With the results of the presidential election last week, though, it remains to be seen how final the rule might be. The day the CFPB introduced the agency’s approach, bank trade groups sued to stop it.
Open banking is a concept, already at work in Europe, that gives consumers more control over their own personal financial data, with the prospect of shifting account information from one financial institution to another. Open banking is intended to let U.S. consumers more easily switch from one bank account to another, or from one credit card provider to another, to suit their interests, presumably increasing industry competition, CFPB Director Rohit Chopra has said.
The opportunity to initiate the new open banking environment was permitted under Section 1033 of the Dodd-Frank Act. It says “a consumer financial services provider must make available to a consumer information in the control or possession of the provider concerning the consumer financial product or service that the consumer obtained from the provider.”
The banking, payments and fintech industries have been engaged for years now with regulators on setting up a framework for the new open banking realm. With the Trump administration taking over from President Joe Biden in January, the professionals in the industry are already thinking about how their current work on the open banking front will morph in response to a likely change in leadership at the CFPB.
What organization will set the industry standards for open banking has been an important part of the discussion. So far, the frontrunner for the role is FDX, short for Financial Data Exchange, an industry association and nonprofit.
Banking and payments technology services provider Jack Henry is one company that has contributed to an industry effort to craft open banking standards, giving the financial institutions it caters to will be significantly impacted. The company’s head of engineering, Chad Killingsworth, spoke with Payments Dive last week about Jack Henry’s involvement and his views on FDX’s role and next steps under the Trump administration.
Editor’s note: This interview has been edited for clarity and brevity.
PAYMENTS DIVE: What has Jack Henry’s involvement with the open banking effort, and industry development of standards under 1033, looked like?
CHAD KILLINGSWORTH: Jack Henry has been working on open banking on behalf of our financial institutions for more than five years. So, all of our institutions are well-prepared and well on the way there. ... Most of the technical aspects are already in place, even though none of Jack Henry's financial institutions would be required to be compliant for 2½ years.
Can the industry move forward with its open banking collaboration regardless of what happens with the CFPB’s open banking rule?

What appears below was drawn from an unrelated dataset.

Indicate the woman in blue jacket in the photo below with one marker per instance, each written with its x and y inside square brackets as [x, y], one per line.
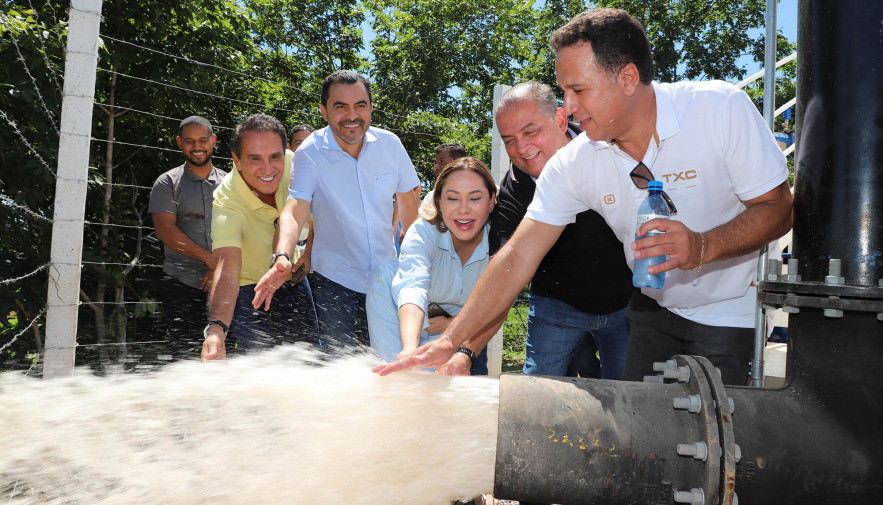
[412, 299]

So, the threat of 1033, all the way back to the Dodd-Frank Act, when it was passed, has kind of pushed the industry to collaborate and participate in really positive ways. The Financial Data Exchange as an organization helping to set standards of interoperability is a really positive thing. ... I'm of the opinion that the regulation should be as minimal as possible, just encouraging the industry to go this way. Some of the players do take the forcing function of regulatory compliance to kind of get over the line, but there's quite a number of integrators who are helping already. So, I see this as successful, regardless of what happens, finally, with the regulation.
Is the industry intent on having multiple standard-setting bodies, so more than just FDX, and why might that be more beneficial?
From a regulatory perspective, you don't want to squash innovation and because you're requiring compliance, more standard-setting bodies means more ways to be compliant. But from an implementation standpoint, most people don't want to deal with more than one standard. That's OK, because generally, at that point, you're going to have a, for lack of a better term, a bake-off: May the best standard win. I don't necessarily think multiple standard-setting organizations is a problem. I just think most of the industry is going to end up using one, and there's just going to be pressure to get to the one.
So, will FDX be the standard-setter?
FDX is the de facto standard-setting body, whether it’s named so, or not, by the CFPB at this point. If the CFPB were to fail to say, FDX is a standard-setting organization, that would effectively just cause a lot of chaos. There's no other place where we're all collaborating like that, so we'd be starting from scratch, and that would set the whole concept back by years and years.
Are there any other ways this could unfold under the new administration?
The other option would be, and this will depend on what happens in the next few years, to leave the regulation pretty high-level and nebulous, kind of like it is now, and just allow the industry to select its own standard-setting organizations and not officially bless one at all.